Total premium income for the year climbed nearly 10% to ₹5,35,984 crore, up from ₹4,88,148 crore in FY25. Individual new business premium grew 8.29% to ₹67,676 crore, while group business posted the sharpest expansion, surging 16.26% to ₹1,96,609 crore — underlining LIC’s dominant grip on corporate insurance mandates. The corporation retained a 56.66% market share by premium and 65.16% by number of policies across the life insurance industry.
The quality-of-business story was equally compelling. Net Value of New Business jumped 41.63% to ₹14,179 crore, pushing the VNB margin to 21.2% from 17.6% a year ago — a 360 basis point improvement that analysts had been waiting for. The shift in product mix was the primary driver: non-participating products now account for 35.11% of individual APE, up sharply from 27.69% in FY25, with ULIPs alone growing 63.48% year-on-year.
Assets Under Management expanded 5.08% to ₹57,29,396 crore, while the solvency ratio improved to 2.35 from 2.11, providing ample capital buffer. Gross NPA in the policyholders’ fund fell to 1.21% from 1.46%, and the overall expense ratio tightened to 11.91% from 12.42% — both pointing to meaningful operational improvement.
The Indian Embedded Value closed at ₹7,89,185 crore as of March 31, 2026, a modest 1.58% rise from the prior year, with IEV Operating Earnings of ₹92,639 crore partially offset by a large ₹72,740 crore drag from adverse economic assumption changes — reflecting the mark-to-market impact of falling interest rates on the in-force book.
On the claims front, LIC settled total death claims of ₹24,885 crore at a death claim settlement ratio of 99.44%, maintaining its near-perfect track record. Maturity claim payouts surged 17.97% to ₹2,79,951 crore, serving over 2.41 crore policyholders.

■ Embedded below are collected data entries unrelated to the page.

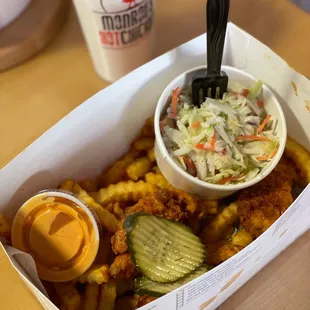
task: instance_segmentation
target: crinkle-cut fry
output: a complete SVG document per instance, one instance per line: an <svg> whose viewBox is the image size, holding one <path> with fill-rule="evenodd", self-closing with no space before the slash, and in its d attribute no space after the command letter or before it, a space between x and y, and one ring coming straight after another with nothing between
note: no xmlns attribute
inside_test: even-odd
<svg viewBox="0 0 310 310"><path fill-rule="evenodd" d="M73 179L66 179L60 184L60 189L68 192L73 191L73 186L75 184L75 181Z"/></svg>
<svg viewBox="0 0 310 310"><path fill-rule="evenodd" d="M79 184L86 192L96 192L98 190L97 181L92 179L85 179Z"/></svg>
<svg viewBox="0 0 310 310"><path fill-rule="evenodd" d="M138 201L157 191L157 187L143 181L119 182L102 188L99 192L90 193L97 203L106 206L111 202Z"/></svg>
<svg viewBox="0 0 310 310"><path fill-rule="evenodd" d="M149 172L145 175L145 182L160 188L167 188L170 184L161 173Z"/></svg>
<svg viewBox="0 0 310 310"><path fill-rule="evenodd" d="M0 213L0 237L11 241L11 222L3 213Z"/></svg>
<svg viewBox="0 0 310 310"><path fill-rule="evenodd" d="M108 231L115 233L117 229L118 220L108 210L98 204L86 191L84 191L79 184L73 186L73 192L77 194L78 198L91 207L97 214L100 224Z"/></svg>
<svg viewBox="0 0 310 310"><path fill-rule="evenodd" d="M151 149L149 149L147 151L147 157L149 158L150 162L152 162L152 163L156 161L154 147L152 147Z"/></svg>
<svg viewBox="0 0 310 310"><path fill-rule="evenodd" d="M221 238L224 240L230 240L234 231L235 227L233 225L228 225L223 231Z"/></svg>
<svg viewBox="0 0 310 310"><path fill-rule="evenodd" d="M100 287L100 298L97 310L114 310L116 299L116 281L110 279Z"/></svg>
<svg viewBox="0 0 310 310"><path fill-rule="evenodd" d="M138 151L147 151L154 147L154 138L141 137L133 143L133 147Z"/></svg>
<svg viewBox="0 0 310 310"><path fill-rule="evenodd" d="M252 236L245 229L240 229L231 236L231 243L234 245L246 247L252 241Z"/></svg>
<svg viewBox="0 0 310 310"><path fill-rule="evenodd" d="M115 202L113 205L113 214L120 220L124 216L124 210L121 208L119 202Z"/></svg>
<svg viewBox="0 0 310 310"><path fill-rule="evenodd" d="M114 214L118 220L124 215L124 210L119 202L110 203L106 208L110 213Z"/></svg>
<svg viewBox="0 0 310 310"><path fill-rule="evenodd" d="M102 265L102 264L110 264L113 260L113 251L111 247L111 238L113 233L109 231L103 231L103 234L100 238L99 242L99 250L96 256L95 263Z"/></svg>
<svg viewBox="0 0 310 310"><path fill-rule="evenodd" d="M101 173L99 180L101 187L116 184L126 176L126 167L133 163L138 158L140 152L136 149L130 149L121 159L114 163L107 171Z"/></svg>
<svg viewBox="0 0 310 310"><path fill-rule="evenodd" d="M134 310L138 304L139 295L122 296L116 300L115 310Z"/></svg>
<svg viewBox="0 0 310 310"><path fill-rule="evenodd" d="M84 310L97 310L100 286L98 284L86 284L84 293Z"/></svg>
<svg viewBox="0 0 310 310"><path fill-rule="evenodd" d="M234 224L237 220L237 205L231 203L206 225L201 233L201 239L205 244L219 240L227 226Z"/></svg>
<svg viewBox="0 0 310 310"><path fill-rule="evenodd" d="M154 132L154 117L149 117L145 123L144 126L141 129L141 136L143 137L155 137Z"/></svg>
<svg viewBox="0 0 310 310"><path fill-rule="evenodd" d="M301 172L303 185L310 183L310 153L299 143L287 137L285 155L290 158Z"/></svg>
<svg viewBox="0 0 310 310"><path fill-rule="evenodd" d="M96 283L102 284L107 283L110 279L110 268L109 265L92 265L86 272L77 278L80 283Z"/></svg>
<svg viewBox="0 0 310 310"><path fill-rule="evenodd" d="M129 178L133 181L138 181L146 173L152 169L152 163L147 156L137 158L127 168L126 172Z"/></svg>
<svg viewBox="0 0 310 310"><path fill-rule="evenodd" d="M61 310L78 310L81 305L81 296L73 282L54 283L54 288L61 300Z"/></svg>
<svg viewBox="0 0 310 310"><path fill-rule="evenodd" d="M203 219L208 215L215 215L218 213L220 207L219 200L201 200L197 204L198 218Z"/></svg>

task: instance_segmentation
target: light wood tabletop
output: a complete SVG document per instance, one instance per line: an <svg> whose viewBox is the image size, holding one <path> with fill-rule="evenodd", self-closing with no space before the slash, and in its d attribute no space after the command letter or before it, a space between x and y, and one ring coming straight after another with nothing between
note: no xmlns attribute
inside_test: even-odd
<svg viewBox="0 0 310 310"><path fill-rule="evenodd" d="M157 0L158 56L205 31L205 0ZM232 0L230 19L310 77L310 15L287 0ZM84 100L106 87L93 70L73 10L48 47L0 73L0 168ZM244 285L221 310L310 309L310 233ZM0 308L40 304L0 251Z"/></svg>

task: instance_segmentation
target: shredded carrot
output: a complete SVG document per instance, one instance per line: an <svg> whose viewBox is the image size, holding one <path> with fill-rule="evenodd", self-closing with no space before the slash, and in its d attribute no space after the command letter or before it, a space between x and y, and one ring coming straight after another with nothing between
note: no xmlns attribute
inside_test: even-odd
<svg viewBox="0 0 310 310"><path fill-rule="evenodd" d="M257 101L257 105L262 108L264 106L264 101Z"/></svg>
<svg viewBox="0 0 310 310"><path fill-rule="evenodd" d="M205 150L206 148L204 147L205 145L203 143L197 143L195 145L196 149L200 149L200 150Z"/></svg>
<svg viewBox="0 0 310 310"><path fill-rule="evenodd" d="M212 136L212 138L211 138L211 141L210 141L211 150L214 150L215 138L216 138L216 134L215 134L215 130L214 130L214 134L213 134L213 136Z"/></svg>
<svg viewBox="0 0 310 310"><path fill-rule="evenodd" d="M171 99L171 117L176 117L178 113L178 99L181 93L181 88L178 87L172 91Z"/></svg>
<svg viewBox="0 0 310 310"><path fill-rule="evenodd" d="M257 132L260 133L264 130L265 126L267 125L267 123L269 122L271 118L271 115L267 115L267 117L263 120L262 124L258 127Z"/></svg>
<svg viewBox="0 0 310 310"><path fill-rule="evenodd" d="M222 153L222 155L226 155L227 154L227 150L223 149L223 151L221 153Z"/></svg>
<svg viewBox="0 0 310 310"><path fill-rule="evenodd" d="M229 181L237 181L239 179L241 179L243 177L243 175L234 175L232 177L227 177L227 178L223 178L220 181L217 182L217 184L226 184Z"/></svg>
<svg viewBox="0 0 310 310"><path fill-rule="evenodd" d="M236 141L252 141L252 140L256 140L256 141L272 141L269 138L266 137L262 137L262 136L238 136L236 137Z"/></svg>
<svg viewBox="0 0 310 310"><path fill-rule="evenodd" d="M191 124L191 128L198 128L200 127L200 122L194 122Z"/></svg>
<svg viewBox="0 0 310 310"><path fill-rule="evenodd" d="M244 97L247 97L248 94L249 94L249 90L248 90L248 89L245 89L245 90L243 91L243 96L244 96Z"/></svg>
<svg viewBox="0 0 310 310"><path fill-rule="evenodd" d="M276 147L272 153L270 153L269 155L265 155L265 156L258 156L256 157L257 160L259 161L264 161L264 160L268 160L268 159L272 159L275 157L275 155L277 154L278 148Z"/></svg>

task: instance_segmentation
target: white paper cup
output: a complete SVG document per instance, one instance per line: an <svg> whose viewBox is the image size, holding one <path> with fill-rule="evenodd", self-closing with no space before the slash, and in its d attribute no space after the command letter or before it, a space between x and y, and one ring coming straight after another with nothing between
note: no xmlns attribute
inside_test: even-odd
<svg viewBox="0 0 310 310"><path fill-rule="evenodd" d="M281 105L278 102L275 95L271 90L264 84L262 87L262 100L264 101L264 106L268 114L272 115L272 119L277 122L276 135L279 138L279 149L275 157L271 162L257 175L254 179L233 185L218 185L211 184L199 180L185 172L180 168L169 155L164 141L161 136L159 121L161 116L166 113L169 97L173 89L180 87L181 89L188 86L197 70L206 69L206 66L200 66L190 69L179 76L177 76L169 85L165 88L162 95L160 96L156 111L155 111L155 156L157 164L165 178L174 187L184 190L188 193L197 195L204 199L220 199L227 197L238 190L250 187L262 179L264 179L278 164L284 152L287 129L284 113L282 111ZM234 84L239 83L244 85L245 88L250 88L257 79L252 75L245 73L239 69L222 66L222 70L227 73L229 77L229 88L234 88Z"/></svg>

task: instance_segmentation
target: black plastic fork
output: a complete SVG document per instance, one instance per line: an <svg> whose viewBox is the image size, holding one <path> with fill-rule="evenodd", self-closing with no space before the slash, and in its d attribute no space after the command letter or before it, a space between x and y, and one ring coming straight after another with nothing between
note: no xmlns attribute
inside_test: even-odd
<svg viewBox="0 0 310 310"><path fill-rule="evenodd" d="M193 104L200 106L206 97L220 99L227 91L228 76L221 71L230 0L207 3L207 74L196 74L192 81Z"/></svg>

Beyond the financials, LIC’s Bima Sakhi Yojana — the women’s career agent scheme launched by the Prime Minister in December 2024 — has already enrolled 3.45 lakh agents who collectively sold 21.94 lakh policies and procured ₹2,848 crore in new business, with over 61% sourced from rural areas.
Distribution remained overwhelmingly agency-led at 91.75% of individual NBP, though bancassurance and alternate channel premiums jumped 45% to ₹5,076 crore, suggesting momentum in the diversification push. Digitally, the ANANDA platform’s share of individual policies rose to 12.48% from 8.49% a year ago, and the LIC customer app now has 91.48 lakh active users.